( ^ω^)は駆動兵器を操るようです
- 33: 作者 ◆Cy/9gwA.RE :2007/06/27(水) 19:34:11.50 ID:MVtdHWVX0
( ^ω^)は駆動兵器を操るようです 第16話
- 36: 作者 ◆Cy/9gwA.RE :2007/06/27(水) 19:37:49.86 ID:MVtdHWVX0
ν国立競技場。
記念すべき日に、競技場に人が集まりつつあった。
しかし、もちろんというべきか……。
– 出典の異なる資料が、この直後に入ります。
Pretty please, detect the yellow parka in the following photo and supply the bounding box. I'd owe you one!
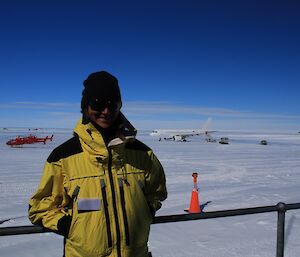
[29,116,167,257]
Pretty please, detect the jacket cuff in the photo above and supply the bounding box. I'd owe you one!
[57,215,72,237]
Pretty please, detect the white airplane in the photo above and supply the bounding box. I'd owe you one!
[150,118,215,142]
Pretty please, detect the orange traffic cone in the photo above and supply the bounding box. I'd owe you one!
[188,172,201,213]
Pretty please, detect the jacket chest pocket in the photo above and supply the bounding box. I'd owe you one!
[69,176,112,249]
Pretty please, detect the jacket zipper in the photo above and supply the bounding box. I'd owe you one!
[108,148,121,257]
[100,179,112,247]
[119,178,130,246]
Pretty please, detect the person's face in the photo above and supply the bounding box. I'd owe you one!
[87,99,121,129]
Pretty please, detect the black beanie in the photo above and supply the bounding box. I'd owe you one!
[81,71,122,111]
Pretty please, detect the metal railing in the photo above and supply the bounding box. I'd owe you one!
[0,202,300,257]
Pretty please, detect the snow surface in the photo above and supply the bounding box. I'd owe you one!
[0,129,300,257]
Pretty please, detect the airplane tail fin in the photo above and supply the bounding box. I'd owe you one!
[202,118,212,131]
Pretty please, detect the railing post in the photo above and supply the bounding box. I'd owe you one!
[276,202,286,257]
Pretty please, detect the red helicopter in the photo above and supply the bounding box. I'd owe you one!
[6,134,53,146]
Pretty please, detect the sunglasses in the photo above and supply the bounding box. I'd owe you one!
[89,98,122,113]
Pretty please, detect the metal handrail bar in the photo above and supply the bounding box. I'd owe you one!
[0,202,300,257]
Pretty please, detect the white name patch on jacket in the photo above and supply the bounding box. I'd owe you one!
[77,198,101,211]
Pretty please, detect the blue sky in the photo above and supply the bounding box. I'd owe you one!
[0,0,300,132]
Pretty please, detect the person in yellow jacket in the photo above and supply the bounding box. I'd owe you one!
[29,71,167,257]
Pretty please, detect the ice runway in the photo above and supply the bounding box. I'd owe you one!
[0,130,300,257]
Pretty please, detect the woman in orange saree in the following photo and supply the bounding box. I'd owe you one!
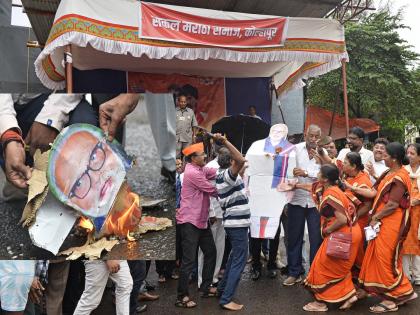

ν帝国大統領、クマーはそこにはいない。
ゴゥン……。
ゴゥン……。
(・(エ)・)「まあ、こういう国民の犠牲があると、VIPへの反戦体制も国民側に整うものであろう?」
从 ゚∀从「でも、あっこにいる人間、3万人くらいじゃないんですか?多分、8割は死にますよ?」
(・(エ)・)「そんなものどうにでもなる。むしろ、その3万人の被害で済んで、向こうの駆動兵器を破壊できるかどうか、の方が心配だ」
从 ゚∀从「さすがクマー殿。一歩先を考えてらっしゃる」
相も変わらずケラケラとハインリッヒが笑る。
そうこうしていると、タナシンからの通信が入った。
∴∵(・)∴∵(・)∵∴『クマーどノ、”ギガンテス”はどうすればよいのダ……?』
(・(エ)・)『湿地帯全域に到達するほどの威力が出るよう、調整しておけ』
∴∵(・)∴∵(・)∵∴『……りょウかい。喰らわナイように、逃げる事をスすめる』
(・(エ)・)『ふん……、心配いらん。”ソレ”がくるまでには、かたはつくだろう』
从 ゚∀从「クマー殿、最終チェックをそろそろしないといけませんよ」
- 37: 作者 ◆Cy/9gwA.RE :2007/06/27(水) 19:39:48.76 ID:MVtdHWVX0
(・(エ)・)「うむ。オペラ、起動だ」
――了解。オペラ、ツインコネクトオールグリーン、起動ヲ開始シマス。
広いコクピット内、上部にいるクマー、下部にいるハインリッヒがトリガーを握る。
白色の眼が、赤く光り、大きな体が持ち上がる。
生の息吹を受けたその体は、指先からゆっくり、ゆっくりと確かめるように駆動しはじめる。
(・(エ)・)「ハインよ。負けは頭から消しておけ」
从 ゚∀从「当に消えてますよ、そんなもの」
各関節部から、蒸気のような煙が上がり、格納庫であろう空間を白く染めた。
白と黒でペイントされたボディに、怪しく光る赤の瞳。
殺気を放ち、まさに、猛獣のよう。
(・(エ)・)「杞憂であったか。では、このまま行くとしようか」
从 ゚∀从「了解」
(・(エ)・)『整備班!!ハッチを開け!』
格納庫のハッチが開き、対照色の悪魔が姿を表す。
長く大きい右手に、巨大な槌を持って、VIPへ悪の力の塊を振り下ろしに行く。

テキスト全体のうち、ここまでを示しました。